2018年04月04日
民法の相続分野の大幅な改正が約40年ぶりに行われる見込みとなりました

 遺産分割における配偶者の保護や、遺言作成の利便性向上・遺言をめぐるトラブルの防止を主な柱とする民法改正案の要綱の取りまとめが終わり、今国会にて関連法案が提出されました。

 以下、改正案の主要部分の概要をご説明いたします。

 1 配偶者の居住の保護

 高齢化が進む中で、残された配偶者の生活を保護するための規定が新たに新設されます。

 ・配偶者短期居住権の創設

 改正案では、被相続人の配偶者がそれまで住んでいた住居が、遺産分割の対象となる場合、少なくとも遺産分割が終わるまでの間、配偶者に、当該住居を無償で使用する権利を与えることとされています。

 また、遺言や遺贈等により、相続の開始時点で当該住居が配偶者以外の者の所有となった場合であっても、少なくとも6か月間、配偶者に、当該建物を無償で使用する権利を与えることとされています。

 ・配偶者居住権の創設

 配偶者は、現在民法の下でも、それまで住んでいた住居の所有権を遺産分割等により取得すれば、そのまま住み続けることが可能ですが、住居の評価額が高額である場合、その分だけ預貯金や現金の取り分が少なくなってしまう可能性がありました。

 改正案で新設された配偶者居住権を取得すれば、配偶者は、当該住居を譲渡することはできませんが、その分、評価額を押さえることができるため、当該住居に無償で住み続けながら、預貯金等の取り分を増やせる可能性が高まります。

 2 遺産分割制度

 遺産の計算方法においても、配偶者の保護が強化されます。

 ・持戻し免除の意思表示の推定

 現行民法903条では、相続人が、被相続人から遺贈や贈与を受けていた場合、原則として、その価額を考慮して、遺産の取り分が減らされる仕組みでしたが、20年以上連れ添った夫婦の一方が、配偶者に遺贈や贈与をした場合、原則として、遺産の取り分は減らされない仕組みに変更されます。

 3 遺言制度

 遺言をめぐるトラブルを予防し、遺言をより利用しやすくするための改正が行われます。

 (1)自筆証書遺言の方式緩和

 現行民法では、遺言者自身で遺言を作成する場合、全文を自筆で行う必要がありますが(968条)、改正案では、財産目録について、自筆で行わなくてもよいものとしました。

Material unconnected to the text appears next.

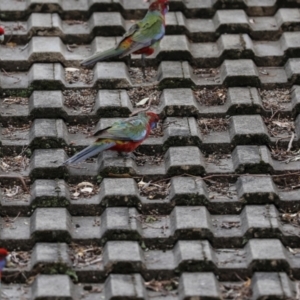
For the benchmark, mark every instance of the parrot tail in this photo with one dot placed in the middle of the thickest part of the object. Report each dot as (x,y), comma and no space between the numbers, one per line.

当該改正により、パソコン等による遺言の作成も可能となり、遺言がより利用しやすいものとなります。

 (2)遺言書の保管制度の創設

 改正案では、作成した自筆証書遺言を法務局に預け、遺言者の死後に、第三者が遺言の内容の確認を行える制度が新設されます。当該制度を活用することにより、遺言者の死後、遺言書が所在不明になったり、遺言書が改ざんされたりするリスクが軽減されることになります。

 4 遺留分制度

 現行民法は、被相続人が贈与や遺贈等で遺産の分配を決めていたとしても、一定の範囲の相続人には、最低限の取り分(これを「遺留分」といいます。)を保障しています(1028条)。現行民法では、遺留分を請求した場合、現物返還が原則とされていますが(1031条)、受贈者・受遺者側の権利保障や、権利関係が複雑になることを防ぐため、改正案では、遺留分相当額の金銭の支払いを原則とし、金銭を直ちに準備できない受贈者・受遺者は支払猶予を得られる仕組みに変更されています。

 5 相続人以外の貢献の考慮

 現行民法では、相続人が被相続人の財産の維持や増加に特別の貢献をした場合について、その貢献分(これを「寄与分」といいます。)を遺産の取り分に反映させる制度をとっていますが(904条の2)、改正案では、このような特別の貢献について、相続人以外の親族にもその範囲を拡大し、「特別寄与料」の請求ができるものとされています。

 改正案では、以上のほかにも、様々な規定の修正や創設が予定されています。